• Exclusive Colleges Buy Data, Drive Down Admission Rates
    Like everything else, it’s all about image and branding. Some colleges are buying data about students, including approximate test scores, then recruiting some to apply—even if they aren’t likely to get in. “Those kids’ eventual rejections drive down admission rates, making the schools look more exclusive and pushing them up in national rankings,” according to The Wall Street Journal.
  • Sears, Kmart Closing More Stores
    The parent company of Sears and Kmart plans to close 96 stores by February. It will leave the two retailers with just 182 locations, fewer than half the number remaining when Transformco, an entity controlled by Sears’ former CEO and his hedge fund, bought the company out of bankruptcy earlier this year. Sales at the closing stores are expected to start Dec. 2, the company said in a statement.
  • Britain's Iconic Selfridges Unveils Quirky Holiday Effort
    Selfridges' latest future-facing campaign film for the holiday season is an extension of the retailer’s Christmas windows, which were unveiled in October, under the theme “Future Fantasy: A Christmas for Modern Time.” The film moves between various stylized scenes, “from a merry dinner feast to a rave-like house party complete with strobing lights and guests dressed to the nines in Gucci, Balenciaga and Valentino, to present the perennial Christmas tale of togetherness,” according to WWD.
  • Katy Perry Song Promotes Harley-Davidson
    Pop goddess Katy Perry’s “Harleys in Hawaii” has been streamed and viewed millions of times -- by a demographic Harley-Davidson has had a hard time reaching. The song was inspired by a vacation with Perry's fiancé, the actor Orlando Bloom.  “Many brands now spend as much on product placement with social media influencers as they do on advertising,” notes The New York Times. “But all Harley-Davidson did in exchange for the enormous exposure to her fan base was provide motorcycles for the video.”
  • Walgreens Exploring Leveraged Buyout
    Walgreens is considering a deal to take the company private. Reuters first reported Tuesday the pharmacy retailer was exploring the move. “Such a step would remove the company from the public eye and could make it easier to focus more on in-store health services, which could draw in customers and better position Walgreens to compete with CVS Health,” analysts tell the Chicago Tribune. “For Walgreens, going private would mean not having to answer to shareholders for the first time since 1927.”
  • Popeyes Chicken Might Have Inspired Stabbing Death
    A Maryland man died after an attack outside a Popeyes following an argument. The victim was waiting in line for the recently reintroduced fried chicken sandwich when he exchanged words with another man. Police believe the argument, which they took outside, was started over someone cutting the line. The sandwich had been pulled from the menu at the end of August after causing huge lines and a shortage of ingredients.

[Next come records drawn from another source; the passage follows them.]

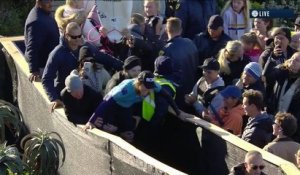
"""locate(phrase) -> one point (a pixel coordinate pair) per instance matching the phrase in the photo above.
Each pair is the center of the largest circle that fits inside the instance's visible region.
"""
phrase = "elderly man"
(41, 36)
(62, 60)
(253, 165)
(210, 42)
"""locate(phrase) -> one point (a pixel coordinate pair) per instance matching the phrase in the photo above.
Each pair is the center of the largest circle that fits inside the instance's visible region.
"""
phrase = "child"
(252, 47)
(236, 18)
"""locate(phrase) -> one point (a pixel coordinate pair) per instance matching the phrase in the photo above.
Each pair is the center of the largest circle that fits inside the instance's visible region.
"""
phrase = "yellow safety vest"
(149, 100)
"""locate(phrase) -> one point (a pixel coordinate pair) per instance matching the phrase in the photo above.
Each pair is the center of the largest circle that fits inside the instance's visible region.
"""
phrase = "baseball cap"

  • Funeral Homes Get In On the Eco-Friendly Movement
    What started as a family trying to honor a decedent’s request has turned into a business. “Green burials aim to reduce greenhouse gas emissions caused by cremations and toxic chemicals used for embalming a body,” according to the Chicago Tribune. “And as consumers become more conscious about the products and services they use, Illinois funeral homes are ramping up their green burial services for a small but growing client base interested in reducing their carbon footprint, even in death.”
  • Under Armour Under Investigation By Justice Department
    Under Armour is currently the subject of a federal accounting probe in which the Justice Department and Securities and Exchange Commission are examining how the company recorded revenue. Under review is whether the sportswear maker shifted sales from quarter to quarter to appear healthier, people familiar with the matter told The Wall Street Journal. Under Armour had three chief financial officers from 2016 to 2017.
  • McDonald's CEO Fired For Relationship With Employee
    Steve Easterbrook is out because he "engaged in a consensual relationship with an employee that violated company policy," The New York Times reports. “This was a mistake,” Easterbrook wrote in an email to employees. “Given the values of the company, I agree with the board that it is time for me to move on.” "Mr. Easterbrook, 52, had been widely credited with turning around McDonald’s after it posted one of its worst financial performances in years, in 2015," according to the Times.
  • U.K. Chick-fil-A To Close In LGBT Rights Row
    Gay rights campaigners are boycotting Chick-fil-A, which opened its first U.K. branch at a shopping center in Reading, a town in  southeast England.  A spokeswoman for the shopping center said "the right thing to do" was to not extend the restaurant's lease beyond the "six-month pilot period.” The company has donated millions of dollars to three organizations that have a reputation for being hostile to LGBT rights: the Fellowship of Christian Athletes, the Paul Anderson Youth Home and the Salvation Army.